Drei Jahre lang war keine Remscheider Delegation mehr in die türkische Partnerstadt gereist. Im vergangenen Jahr musste die Reise zweimal wegen der politischen Unruhen in der Türkei verschoben und schließlich komplett abgesagt werden. In diesem Jahr zeichnete sich aufgrund terminlicher Engpässe beim Remscheider Oberbürgermeister eine weitere Absage ab. Doch dem Stadtoberhaupt war es wichtig, „zumindest auf einer Arbeitsebene die Repräsentanten beider Partnerstädte wieder zusammenzubringen.“

Mast-Weisz berichtete von „perfekten Gastgebern“ und einer sich im Wachstum befindlichen Stadt (112.000 Einwohner in 2008 gegenüber 138.000 in 2018). „Kirsehir ist eine Boom-Stadt mit vielen Neubauten, vielen Hochhäusern.“ Auch die Universität vor Ort (27.000 Studierende) habe sich am Rande der Stadt mit einem großen Campus weiterentwickelt.
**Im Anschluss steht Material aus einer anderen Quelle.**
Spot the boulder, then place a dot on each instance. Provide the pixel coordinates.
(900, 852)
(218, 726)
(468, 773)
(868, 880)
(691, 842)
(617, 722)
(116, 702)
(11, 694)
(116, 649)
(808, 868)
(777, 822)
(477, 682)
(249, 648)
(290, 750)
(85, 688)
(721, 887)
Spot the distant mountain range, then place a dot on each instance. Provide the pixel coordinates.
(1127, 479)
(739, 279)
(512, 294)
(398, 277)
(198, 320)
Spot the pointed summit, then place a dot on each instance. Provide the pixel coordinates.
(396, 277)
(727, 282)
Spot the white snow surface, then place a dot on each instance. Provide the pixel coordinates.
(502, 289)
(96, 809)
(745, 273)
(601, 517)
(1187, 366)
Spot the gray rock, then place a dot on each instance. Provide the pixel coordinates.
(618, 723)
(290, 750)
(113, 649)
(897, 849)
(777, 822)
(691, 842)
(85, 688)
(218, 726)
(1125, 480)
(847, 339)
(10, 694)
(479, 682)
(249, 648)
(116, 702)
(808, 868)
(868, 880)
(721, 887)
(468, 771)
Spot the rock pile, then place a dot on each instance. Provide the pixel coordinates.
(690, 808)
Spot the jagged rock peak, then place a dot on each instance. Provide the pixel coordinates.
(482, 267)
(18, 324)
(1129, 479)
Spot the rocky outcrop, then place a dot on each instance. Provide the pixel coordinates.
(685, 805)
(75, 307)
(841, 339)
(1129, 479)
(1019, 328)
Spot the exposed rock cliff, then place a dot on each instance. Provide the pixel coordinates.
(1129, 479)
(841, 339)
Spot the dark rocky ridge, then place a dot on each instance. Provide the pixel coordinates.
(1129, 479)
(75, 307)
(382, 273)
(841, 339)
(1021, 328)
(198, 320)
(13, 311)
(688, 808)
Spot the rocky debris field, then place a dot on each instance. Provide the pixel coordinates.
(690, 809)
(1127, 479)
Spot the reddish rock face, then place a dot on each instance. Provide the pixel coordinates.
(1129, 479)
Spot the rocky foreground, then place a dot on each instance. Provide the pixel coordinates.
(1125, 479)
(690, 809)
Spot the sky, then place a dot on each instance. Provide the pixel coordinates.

Beim Besuch des türkischen IHK-Präsidenten äußerte dieser den Wunsch nach einer stärkeren wirtschaftlichen Zusammenarbeit der beiden Partnerstädte.

Bei ihrem Arbeitsbesuch wurden aber nicht nur Gastgeschenke ausgetauscht, sondern auch viele kritische Themen – mit Bezug auf die Situation in der Türkei – angesprochen. Etwa die politische Lage, der Ausnahmezustand und die damit verbundenen Inhaftierungen waren Inhalte der zahlreichen Gespräche zwischen Demski, Mast-Weisz und dessen Amtskollegen Yaşar Bahçeci. „Wir haben die Themen offen ansprechen können, ohne abgebügelt zu werden“, berichtete Demski, der das ehrliche Verhältnis als einen Fortschritt für die Städtepartnerschaft empfand.

„Natürlich hat Yaşar Bahçeci uns nicht recht gegeben“, stellte der Superintendent gestern klar, „aber er hat aus seiner Sicht argumentiert, warum die Regierung so handeln musste.“ Bahçeci habe zwar wenig Verständnis für die Kritik an Präsident Erdogan gezeigt, „aber trotz unserer kritischen Fragen ging die Offenheit und Herzlichkeit des Gesprächs nie verloren“, lobte Mast-Weisz, der sich daran erinnerte, mit welchen „Aufgaben“ er vor seiner Abreise von einigen Ratsmitgliedern versehen worden war: „Sich hier im Ratssaal darüber zu echauffieren, was in der Türkei passiert, kann jeder. Doch trotzdem dahin zu fahren und seine Bedenken vor Ort zu äußern, finde ich wirkungsvoller.“ Auch in diesen Situationen im Gespräch zu bleiben, sei hilfreicher als den Kontakt vollends abzubrechen, sagte Demski.

Sowohl Demski als auch Mast-Weisz finden es wichtig, die städtepartnerschaftliche Verbindung in die Türkei aufrechtzuerhalten und zu stärken. „Damit unterstützen wir nicht die Regierung dort, sondern fördern den Kontakt mit den Menschen vor Ort. Das ist auch unseren türkischstämmigen Bürgern in Remscheid sehr wichtig.“ Dieser Austausch sei auch in Anbetracht der aufkommenden Zerrissenheit deutsch-türkischer Mitbürger wichtig. „Das Thema Özil tauchte dort beispielsweise immer wieder auf“, berichtete Demski. Dass es eine emotionale und eine rationale Heimat gebe, werde bei türkischen Mitbürgern als Zerrissenheit wahrgenommen. „Wir müssen in der Lage sein, Heimat so zu definieren, dass man mit beiden Ländern, Herz und Kopf, leben kann“, sagte Mast-Weisz.